At the moment I am working through the Book "Applications of Lie-Groups to Differential-Equations" by Peter Olver.
On page 120 he calculates the symmetrie groups of the heat equation. $$ u_{t} = u_{xx} \quad \text{with} \quad u = f(x,t), $$
with the notation
$$ \frac{\partial u}{\partial x} = u_x $$
He finds the infinitesimal generators of the symmetrie groups of the differential equation and then procceds to calculate the group action of the symmetrie groups. He finds 7 vectorfields (the infinitesimal generators) which are the basis of the Lie-Algebra of a local group of transformations (which is a Lie-Group). For example he finds
$$ v_1 = \partial_x $$
and the symmetrie group is
$$ G_1: (x,t,u) \rightarrow (\tilde{x},\tilde{t},\tilde{u}) = (x + \varepsilon,t,u). $$
This caluclation is clear for me, as he just solves the differential equation
$$ \frac{dx}{d\varepsilon} = 1, $$
which, as I understand it, is finding the flow generated by the vectorfield and that the flow is equal to a one-parameter group of transformations.

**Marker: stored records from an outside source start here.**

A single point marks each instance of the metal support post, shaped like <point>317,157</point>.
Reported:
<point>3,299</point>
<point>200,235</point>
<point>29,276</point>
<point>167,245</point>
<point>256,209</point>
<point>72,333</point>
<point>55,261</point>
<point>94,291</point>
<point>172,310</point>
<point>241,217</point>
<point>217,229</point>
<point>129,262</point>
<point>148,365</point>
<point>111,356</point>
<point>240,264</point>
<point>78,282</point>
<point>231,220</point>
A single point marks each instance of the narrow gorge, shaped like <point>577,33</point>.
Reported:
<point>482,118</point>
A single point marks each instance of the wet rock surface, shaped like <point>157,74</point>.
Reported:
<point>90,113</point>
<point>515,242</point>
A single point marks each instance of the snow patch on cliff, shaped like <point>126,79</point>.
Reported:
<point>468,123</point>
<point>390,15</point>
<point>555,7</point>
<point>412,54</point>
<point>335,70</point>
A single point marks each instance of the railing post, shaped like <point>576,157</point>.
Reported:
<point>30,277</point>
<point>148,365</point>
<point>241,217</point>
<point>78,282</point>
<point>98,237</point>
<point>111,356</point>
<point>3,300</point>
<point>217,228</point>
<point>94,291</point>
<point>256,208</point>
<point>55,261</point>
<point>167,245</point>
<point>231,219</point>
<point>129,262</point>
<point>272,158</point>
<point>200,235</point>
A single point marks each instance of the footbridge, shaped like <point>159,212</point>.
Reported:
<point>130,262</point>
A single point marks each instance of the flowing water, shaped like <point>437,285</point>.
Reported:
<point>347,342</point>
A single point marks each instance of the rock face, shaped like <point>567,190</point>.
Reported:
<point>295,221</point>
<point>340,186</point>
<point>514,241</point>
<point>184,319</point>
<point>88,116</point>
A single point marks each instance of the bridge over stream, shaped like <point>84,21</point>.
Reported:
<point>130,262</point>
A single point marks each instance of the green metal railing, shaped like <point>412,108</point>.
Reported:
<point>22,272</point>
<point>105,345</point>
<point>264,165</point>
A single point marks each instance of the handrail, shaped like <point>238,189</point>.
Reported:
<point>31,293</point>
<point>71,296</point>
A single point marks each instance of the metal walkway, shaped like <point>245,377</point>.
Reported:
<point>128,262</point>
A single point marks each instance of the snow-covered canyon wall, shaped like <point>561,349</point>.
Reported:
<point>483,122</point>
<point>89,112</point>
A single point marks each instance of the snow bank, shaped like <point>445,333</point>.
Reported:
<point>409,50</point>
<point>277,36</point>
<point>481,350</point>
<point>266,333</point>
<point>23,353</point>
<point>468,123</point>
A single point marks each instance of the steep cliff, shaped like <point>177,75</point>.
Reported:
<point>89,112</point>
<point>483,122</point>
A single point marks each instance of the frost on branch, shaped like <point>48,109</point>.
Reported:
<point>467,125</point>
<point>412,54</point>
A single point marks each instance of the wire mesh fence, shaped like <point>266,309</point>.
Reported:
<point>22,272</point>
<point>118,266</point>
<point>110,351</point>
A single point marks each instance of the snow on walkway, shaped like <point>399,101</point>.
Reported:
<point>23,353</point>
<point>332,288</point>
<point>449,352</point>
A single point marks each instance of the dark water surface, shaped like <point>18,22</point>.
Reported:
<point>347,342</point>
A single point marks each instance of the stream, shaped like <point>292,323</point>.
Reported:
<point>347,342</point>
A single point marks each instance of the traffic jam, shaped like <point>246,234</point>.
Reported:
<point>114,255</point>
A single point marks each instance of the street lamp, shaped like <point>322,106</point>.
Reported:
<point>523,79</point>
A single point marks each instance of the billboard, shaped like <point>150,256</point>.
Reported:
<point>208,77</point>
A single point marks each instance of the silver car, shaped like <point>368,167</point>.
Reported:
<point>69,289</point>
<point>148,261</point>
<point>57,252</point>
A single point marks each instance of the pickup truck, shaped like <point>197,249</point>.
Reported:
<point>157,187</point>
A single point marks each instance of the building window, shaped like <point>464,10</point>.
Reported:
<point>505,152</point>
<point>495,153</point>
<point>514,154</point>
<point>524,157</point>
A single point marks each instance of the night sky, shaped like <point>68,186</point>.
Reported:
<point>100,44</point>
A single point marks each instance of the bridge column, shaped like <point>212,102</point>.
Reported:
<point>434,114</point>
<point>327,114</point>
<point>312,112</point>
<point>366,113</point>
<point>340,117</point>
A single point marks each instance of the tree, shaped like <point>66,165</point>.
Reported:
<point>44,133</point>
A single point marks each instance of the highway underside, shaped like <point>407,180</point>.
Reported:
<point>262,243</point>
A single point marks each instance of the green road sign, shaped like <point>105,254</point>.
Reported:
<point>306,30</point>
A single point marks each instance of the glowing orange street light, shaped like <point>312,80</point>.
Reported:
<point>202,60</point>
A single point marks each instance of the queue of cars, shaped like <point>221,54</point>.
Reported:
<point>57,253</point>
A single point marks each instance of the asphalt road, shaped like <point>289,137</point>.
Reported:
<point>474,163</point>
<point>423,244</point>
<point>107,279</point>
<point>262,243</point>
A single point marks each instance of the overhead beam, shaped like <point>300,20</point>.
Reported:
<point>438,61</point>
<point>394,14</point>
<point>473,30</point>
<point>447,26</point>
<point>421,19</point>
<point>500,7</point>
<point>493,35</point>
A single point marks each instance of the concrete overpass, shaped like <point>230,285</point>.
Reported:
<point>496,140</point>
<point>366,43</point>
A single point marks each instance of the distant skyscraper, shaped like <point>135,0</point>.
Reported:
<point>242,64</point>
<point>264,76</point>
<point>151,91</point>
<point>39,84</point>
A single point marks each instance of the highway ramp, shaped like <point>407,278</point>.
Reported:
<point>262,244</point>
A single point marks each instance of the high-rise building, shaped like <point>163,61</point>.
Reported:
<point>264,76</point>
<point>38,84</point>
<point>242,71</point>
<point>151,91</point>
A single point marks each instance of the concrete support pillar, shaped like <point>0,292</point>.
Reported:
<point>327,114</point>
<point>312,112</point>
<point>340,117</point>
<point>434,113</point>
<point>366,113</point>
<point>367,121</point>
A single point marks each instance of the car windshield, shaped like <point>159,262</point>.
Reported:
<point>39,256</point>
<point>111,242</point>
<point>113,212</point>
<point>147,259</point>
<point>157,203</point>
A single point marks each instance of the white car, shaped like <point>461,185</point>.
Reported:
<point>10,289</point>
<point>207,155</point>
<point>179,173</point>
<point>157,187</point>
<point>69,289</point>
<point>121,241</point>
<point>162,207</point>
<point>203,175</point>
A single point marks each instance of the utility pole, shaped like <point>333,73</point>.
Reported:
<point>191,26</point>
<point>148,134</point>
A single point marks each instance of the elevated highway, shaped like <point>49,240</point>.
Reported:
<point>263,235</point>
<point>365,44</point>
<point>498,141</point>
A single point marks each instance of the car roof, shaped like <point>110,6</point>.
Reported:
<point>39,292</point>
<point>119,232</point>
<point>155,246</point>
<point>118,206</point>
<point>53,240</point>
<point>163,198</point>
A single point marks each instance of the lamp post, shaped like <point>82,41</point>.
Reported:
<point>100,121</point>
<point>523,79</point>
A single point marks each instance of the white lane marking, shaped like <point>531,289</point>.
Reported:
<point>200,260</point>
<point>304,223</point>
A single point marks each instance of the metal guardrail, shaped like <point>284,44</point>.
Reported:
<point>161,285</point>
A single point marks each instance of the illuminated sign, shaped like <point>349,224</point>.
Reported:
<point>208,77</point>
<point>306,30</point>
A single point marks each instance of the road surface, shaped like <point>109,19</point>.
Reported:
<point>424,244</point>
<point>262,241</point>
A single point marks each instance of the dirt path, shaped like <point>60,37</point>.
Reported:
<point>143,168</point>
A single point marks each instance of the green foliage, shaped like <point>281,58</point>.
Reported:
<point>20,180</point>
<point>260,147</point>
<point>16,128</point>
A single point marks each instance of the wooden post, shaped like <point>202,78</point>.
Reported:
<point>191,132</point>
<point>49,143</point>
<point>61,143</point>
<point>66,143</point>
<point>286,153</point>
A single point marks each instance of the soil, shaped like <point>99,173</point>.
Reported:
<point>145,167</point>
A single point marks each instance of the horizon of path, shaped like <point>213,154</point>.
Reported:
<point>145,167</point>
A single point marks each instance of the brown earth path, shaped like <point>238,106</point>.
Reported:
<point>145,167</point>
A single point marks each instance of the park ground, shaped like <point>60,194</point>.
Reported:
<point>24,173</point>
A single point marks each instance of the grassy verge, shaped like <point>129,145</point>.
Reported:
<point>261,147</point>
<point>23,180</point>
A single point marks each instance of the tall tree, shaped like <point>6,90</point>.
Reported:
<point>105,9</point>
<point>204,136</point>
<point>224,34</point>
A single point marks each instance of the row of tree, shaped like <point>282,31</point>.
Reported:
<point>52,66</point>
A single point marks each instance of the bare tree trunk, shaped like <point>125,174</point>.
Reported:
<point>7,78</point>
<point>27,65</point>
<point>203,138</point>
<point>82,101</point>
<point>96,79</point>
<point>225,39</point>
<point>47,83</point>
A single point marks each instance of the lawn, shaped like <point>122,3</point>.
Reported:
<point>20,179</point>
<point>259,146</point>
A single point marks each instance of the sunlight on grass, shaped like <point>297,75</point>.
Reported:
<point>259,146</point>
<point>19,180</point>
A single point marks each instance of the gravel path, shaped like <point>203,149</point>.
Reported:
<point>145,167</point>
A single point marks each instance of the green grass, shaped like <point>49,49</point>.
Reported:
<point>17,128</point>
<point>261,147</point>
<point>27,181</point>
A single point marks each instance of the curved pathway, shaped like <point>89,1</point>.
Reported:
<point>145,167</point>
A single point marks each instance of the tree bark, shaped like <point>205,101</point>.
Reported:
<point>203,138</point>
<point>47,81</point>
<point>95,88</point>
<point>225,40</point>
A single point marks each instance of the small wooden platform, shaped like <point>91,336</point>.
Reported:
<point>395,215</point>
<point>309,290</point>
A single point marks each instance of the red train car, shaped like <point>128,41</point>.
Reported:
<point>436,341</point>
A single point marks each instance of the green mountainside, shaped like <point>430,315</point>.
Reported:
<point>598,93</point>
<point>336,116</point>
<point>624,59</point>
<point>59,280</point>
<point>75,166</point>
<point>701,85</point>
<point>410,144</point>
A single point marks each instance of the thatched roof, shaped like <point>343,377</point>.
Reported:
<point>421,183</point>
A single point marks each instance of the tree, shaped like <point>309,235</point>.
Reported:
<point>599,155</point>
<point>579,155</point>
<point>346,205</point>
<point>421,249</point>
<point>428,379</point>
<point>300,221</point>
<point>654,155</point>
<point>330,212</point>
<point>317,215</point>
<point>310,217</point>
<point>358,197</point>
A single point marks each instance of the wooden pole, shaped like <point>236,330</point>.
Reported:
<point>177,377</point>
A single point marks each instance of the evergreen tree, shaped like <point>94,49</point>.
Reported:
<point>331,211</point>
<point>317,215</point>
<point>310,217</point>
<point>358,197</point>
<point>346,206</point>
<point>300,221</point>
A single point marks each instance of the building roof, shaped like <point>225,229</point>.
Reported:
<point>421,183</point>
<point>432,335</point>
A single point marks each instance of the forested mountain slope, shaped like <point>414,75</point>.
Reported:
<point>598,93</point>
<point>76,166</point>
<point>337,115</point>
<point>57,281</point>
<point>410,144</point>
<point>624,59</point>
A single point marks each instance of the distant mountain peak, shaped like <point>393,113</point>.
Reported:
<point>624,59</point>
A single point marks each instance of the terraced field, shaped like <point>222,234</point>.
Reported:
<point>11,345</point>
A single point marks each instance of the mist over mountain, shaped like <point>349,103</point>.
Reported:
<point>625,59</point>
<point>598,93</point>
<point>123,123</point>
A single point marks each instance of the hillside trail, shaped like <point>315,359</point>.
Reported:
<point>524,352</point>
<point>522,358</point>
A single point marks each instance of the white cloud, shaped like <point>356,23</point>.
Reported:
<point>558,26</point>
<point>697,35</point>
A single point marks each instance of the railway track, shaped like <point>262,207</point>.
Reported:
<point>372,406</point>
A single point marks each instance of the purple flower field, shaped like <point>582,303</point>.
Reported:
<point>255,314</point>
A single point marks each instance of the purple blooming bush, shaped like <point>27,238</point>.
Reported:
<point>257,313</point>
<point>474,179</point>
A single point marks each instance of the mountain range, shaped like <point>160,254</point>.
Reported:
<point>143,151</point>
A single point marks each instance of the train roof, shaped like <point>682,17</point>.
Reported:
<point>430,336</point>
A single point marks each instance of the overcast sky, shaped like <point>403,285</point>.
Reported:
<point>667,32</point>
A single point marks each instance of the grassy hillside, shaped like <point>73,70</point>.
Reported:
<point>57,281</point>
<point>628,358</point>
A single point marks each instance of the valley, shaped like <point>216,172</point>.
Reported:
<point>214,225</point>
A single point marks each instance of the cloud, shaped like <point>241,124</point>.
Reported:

But then he proceeds to calculate the symmetrie groups of the vector fields
$$ v_2 = 2t\partial_x -xu\partial_u\\ v_3 = 4tx\partial_x +4t^2\partial_t - (x^2+2t)u\partial_u$$
which are given by
$$ G_2: \Bigl(x + 2t\varepsilon,t,u \cdot exp(-\varepsilon x - \varepsilon^2 t)\Bigr),\\ G_3: \Bigl(\frac{x}{1-\varepsilon t},\frac{t}{1-\varepsilon t}, u \cdot \sqrt{1-4\varepsilon t} \cdot exp\{\frac{-\varepsilon x^2}{1-4\varepsilon t}\} \Bigr). $$
I dont seem to understand how he calculated these group actions, especially the action on u.
Any help would be appreciated. Thank you!